Austin Armstrong ′14
Hometown: Searcy, Arkansas
Academic interests/passions: history, biology, public health, urban studies, social justice, community uplift, poverty in the United States, the environment, Latin America, theology, health & wellness, music
Extracurricular activities: internal co-president of GlobeMed, Mid-South AIDS Fund intern, Le Bonheur Emergency Room scribe, Omicron Delta Kappa, Phi Alpha Theta, co-editor Rhodes Journal of Biological Sciences, intern AMOS Salud y Esperanza, and volunteer at First Congregational Church in Memphis
Tell the story of how you got to Rhodes College.
The words “spring break” typically conjure up images of pristine sandy beaches and days spent lounging under the radiant sun. However, in central Arkansas, what it actually equates to is a dismal week of post-winter drizzle. So it was during spring break of my junior year that my parents thoughtfully asked if there were any colleges I would want to visit. I had begun to make my tentative list of college applications and Rhodes was one that was starting to emerge as a nearby favorite. We called to set up a visit and the next thing I knew we were loading up the Nissan to head to Memphis. The rest, you could say, is history. I immediately fell in love with the awe-inspiring campus juxtaposed with the quirky urban backdrop. I sat in on a history lecture and knew it was right where I wanted and needed to be.
You’re involved with the on-campus organization GlobeMed. Can you tell us a little more about the group and what it hopes to do?
GlobeMed aims to strengthen the movement for global health equity by empowering students and communities to work together to improve the health of people living in poverty around the world. The model that GlobeMed uses is to partner college chapters with already existing community health organizations in developing countries. So what began in 2007 with a couple of passionate students at Northwestern has exploded into 55 chapters throughout the U.S. and more than $1 million dollars raised for health organizations across North America, South America, Asia, and Africa.
I was initially introduced to GlobeMed during the Sack Fair my freshman year. Being interested in international affairs and medicine, the organization seemed like a perfect fit—not to mention the platter of sugar cookies being offered that made it even more tantalizing. I went to the first meeting and instantly loved the group of passionate, caring individuals I met.
GlobeMed’s reach extends way beyond the Rhodes campus and that too was a major selling point. We constantly seek to cultivate our relationship with our partner in Nicaragua—A Ministry of Sharing Salud y Esperanza (AMOS Health & Hope). We work tirelessly throughout the year to raise the promised $10,000 that we annually send AMOS for their water filtration project, but it really is more than just fundraising. We know that every dollar raised goes directly into building household water filters for families in rural Nicaragua—and these are areas where less than 20% of families have access to safe drinking water. Some people often claim that GlobeMedders are a bit “obsessed,” but it’s really just that we envision a world with health for people of all nations, and we recognize that our liberation is bound with that of the world. So anyone who thinks global health equity sounds like a cool and worthy cause should come check us out!
What advice do you have to those considering the pre-med track while also choosing to major in a different area of study?
I would advise them to follow their own inner voice. A lot of times as “pre-meds” we get caught up with the herd-like mentality and it really distracts all of us from our actual mission. I’m not saying to never take advice from others, because there are always people to learn from.
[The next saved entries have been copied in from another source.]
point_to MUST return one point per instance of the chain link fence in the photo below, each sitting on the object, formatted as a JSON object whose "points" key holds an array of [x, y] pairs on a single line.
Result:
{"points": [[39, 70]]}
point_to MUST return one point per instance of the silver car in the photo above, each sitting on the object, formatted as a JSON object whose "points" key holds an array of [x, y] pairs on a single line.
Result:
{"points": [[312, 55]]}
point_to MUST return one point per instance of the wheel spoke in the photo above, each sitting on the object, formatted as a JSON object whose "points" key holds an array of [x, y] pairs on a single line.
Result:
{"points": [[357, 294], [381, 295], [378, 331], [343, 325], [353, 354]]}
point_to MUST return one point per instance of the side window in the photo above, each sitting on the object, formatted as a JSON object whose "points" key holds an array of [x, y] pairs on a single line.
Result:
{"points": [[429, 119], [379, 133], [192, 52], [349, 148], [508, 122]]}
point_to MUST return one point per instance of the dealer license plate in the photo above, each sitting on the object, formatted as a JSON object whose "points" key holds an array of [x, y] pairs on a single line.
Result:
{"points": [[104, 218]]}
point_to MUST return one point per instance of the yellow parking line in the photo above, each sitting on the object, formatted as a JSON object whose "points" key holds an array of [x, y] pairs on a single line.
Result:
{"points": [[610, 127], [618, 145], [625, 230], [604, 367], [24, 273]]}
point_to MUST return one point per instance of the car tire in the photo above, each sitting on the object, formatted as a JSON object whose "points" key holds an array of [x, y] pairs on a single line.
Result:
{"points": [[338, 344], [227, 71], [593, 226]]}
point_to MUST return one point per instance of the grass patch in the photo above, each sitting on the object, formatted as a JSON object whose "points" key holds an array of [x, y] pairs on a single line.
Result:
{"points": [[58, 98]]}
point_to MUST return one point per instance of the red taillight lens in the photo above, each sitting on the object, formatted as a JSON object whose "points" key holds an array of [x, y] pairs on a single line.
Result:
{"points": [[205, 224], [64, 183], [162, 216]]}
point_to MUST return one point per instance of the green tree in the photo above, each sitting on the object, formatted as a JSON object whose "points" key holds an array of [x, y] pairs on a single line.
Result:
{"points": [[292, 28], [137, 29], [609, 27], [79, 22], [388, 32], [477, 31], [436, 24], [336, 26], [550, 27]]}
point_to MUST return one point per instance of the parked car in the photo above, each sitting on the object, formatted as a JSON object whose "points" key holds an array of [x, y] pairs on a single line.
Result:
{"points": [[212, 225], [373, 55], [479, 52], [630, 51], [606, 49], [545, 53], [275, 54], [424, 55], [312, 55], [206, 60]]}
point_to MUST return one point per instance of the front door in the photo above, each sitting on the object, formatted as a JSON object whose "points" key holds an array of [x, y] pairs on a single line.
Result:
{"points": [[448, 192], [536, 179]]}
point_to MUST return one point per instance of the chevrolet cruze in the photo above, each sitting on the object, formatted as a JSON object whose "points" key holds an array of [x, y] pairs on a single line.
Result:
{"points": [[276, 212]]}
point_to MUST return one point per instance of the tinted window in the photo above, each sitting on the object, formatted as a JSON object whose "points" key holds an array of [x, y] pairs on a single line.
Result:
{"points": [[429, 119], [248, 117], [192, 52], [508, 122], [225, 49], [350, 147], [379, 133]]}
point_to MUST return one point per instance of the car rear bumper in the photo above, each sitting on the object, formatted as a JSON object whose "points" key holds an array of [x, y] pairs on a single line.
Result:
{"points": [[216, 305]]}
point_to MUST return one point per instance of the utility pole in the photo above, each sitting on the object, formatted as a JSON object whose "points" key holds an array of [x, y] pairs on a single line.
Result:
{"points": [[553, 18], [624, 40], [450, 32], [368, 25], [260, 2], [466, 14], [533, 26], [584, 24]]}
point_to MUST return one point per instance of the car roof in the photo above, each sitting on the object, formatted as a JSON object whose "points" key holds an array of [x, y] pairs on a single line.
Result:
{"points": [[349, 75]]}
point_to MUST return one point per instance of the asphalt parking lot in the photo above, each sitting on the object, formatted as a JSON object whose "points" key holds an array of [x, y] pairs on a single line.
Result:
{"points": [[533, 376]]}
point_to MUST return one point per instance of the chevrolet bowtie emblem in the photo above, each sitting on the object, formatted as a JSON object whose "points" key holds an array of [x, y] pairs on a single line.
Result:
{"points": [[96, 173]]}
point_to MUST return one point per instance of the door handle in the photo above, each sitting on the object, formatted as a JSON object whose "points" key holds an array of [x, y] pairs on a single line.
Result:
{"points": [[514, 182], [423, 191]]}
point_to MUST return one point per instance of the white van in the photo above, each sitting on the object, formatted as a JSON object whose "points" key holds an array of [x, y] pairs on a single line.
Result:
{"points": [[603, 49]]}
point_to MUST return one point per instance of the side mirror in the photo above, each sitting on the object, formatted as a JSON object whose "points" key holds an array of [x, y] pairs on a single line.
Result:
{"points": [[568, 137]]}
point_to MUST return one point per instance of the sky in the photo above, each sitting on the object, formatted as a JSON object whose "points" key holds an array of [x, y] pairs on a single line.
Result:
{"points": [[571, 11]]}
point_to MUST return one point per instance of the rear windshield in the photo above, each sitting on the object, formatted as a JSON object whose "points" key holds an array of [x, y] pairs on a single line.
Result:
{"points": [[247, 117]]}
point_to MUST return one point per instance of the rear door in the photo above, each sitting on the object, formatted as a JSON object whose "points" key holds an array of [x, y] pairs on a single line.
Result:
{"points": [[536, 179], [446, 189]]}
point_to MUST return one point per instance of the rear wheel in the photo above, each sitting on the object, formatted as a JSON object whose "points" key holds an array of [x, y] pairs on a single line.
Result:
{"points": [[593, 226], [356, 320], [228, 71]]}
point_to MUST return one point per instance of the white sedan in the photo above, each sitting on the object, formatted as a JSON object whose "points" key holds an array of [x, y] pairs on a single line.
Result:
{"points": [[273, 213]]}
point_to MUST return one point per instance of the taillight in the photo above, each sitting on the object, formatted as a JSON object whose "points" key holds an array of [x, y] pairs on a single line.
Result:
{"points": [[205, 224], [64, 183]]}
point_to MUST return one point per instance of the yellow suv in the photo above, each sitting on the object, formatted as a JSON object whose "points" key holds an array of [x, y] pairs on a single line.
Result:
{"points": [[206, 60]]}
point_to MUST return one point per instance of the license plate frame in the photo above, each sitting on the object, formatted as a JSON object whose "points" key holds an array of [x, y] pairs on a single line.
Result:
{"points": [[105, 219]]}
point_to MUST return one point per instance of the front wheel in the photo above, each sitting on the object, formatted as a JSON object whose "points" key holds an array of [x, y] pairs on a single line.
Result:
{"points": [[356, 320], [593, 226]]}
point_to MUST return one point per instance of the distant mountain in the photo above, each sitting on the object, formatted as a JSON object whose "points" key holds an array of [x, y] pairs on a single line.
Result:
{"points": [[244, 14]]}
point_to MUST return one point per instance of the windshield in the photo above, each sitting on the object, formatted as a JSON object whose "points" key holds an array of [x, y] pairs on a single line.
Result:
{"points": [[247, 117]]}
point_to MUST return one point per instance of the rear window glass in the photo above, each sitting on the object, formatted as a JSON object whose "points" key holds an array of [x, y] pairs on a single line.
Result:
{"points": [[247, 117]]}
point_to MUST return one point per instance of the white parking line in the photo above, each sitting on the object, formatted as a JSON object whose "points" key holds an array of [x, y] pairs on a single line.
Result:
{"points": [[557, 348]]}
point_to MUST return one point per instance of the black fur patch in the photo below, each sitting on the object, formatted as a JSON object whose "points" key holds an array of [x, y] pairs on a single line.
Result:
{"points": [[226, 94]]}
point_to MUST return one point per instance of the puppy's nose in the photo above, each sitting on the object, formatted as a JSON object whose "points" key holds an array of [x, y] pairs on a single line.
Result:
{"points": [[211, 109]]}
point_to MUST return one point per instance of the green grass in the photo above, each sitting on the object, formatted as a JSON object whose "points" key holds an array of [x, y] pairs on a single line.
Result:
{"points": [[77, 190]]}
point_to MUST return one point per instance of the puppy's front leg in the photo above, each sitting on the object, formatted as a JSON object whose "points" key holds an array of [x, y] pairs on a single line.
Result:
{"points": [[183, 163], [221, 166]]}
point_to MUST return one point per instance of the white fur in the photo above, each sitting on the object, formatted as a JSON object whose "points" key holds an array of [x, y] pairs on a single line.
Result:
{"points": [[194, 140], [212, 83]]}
However, I am saying don’t get distracted from your actual mission: look outside your own experiences and don’t try to mold your college years into something that does not reflect who you are. If you are interested in pursuing medicine, you should naturally want to volunteer in a medical setting. But if you’ve always thrived in your English or psychology or math courses, then maybe utilize this precious time to explore those subjects while fulfilling your requisite courses for medical school. There really is no wrong choice, because every department at Rhodes can boast unparalleled scholarship.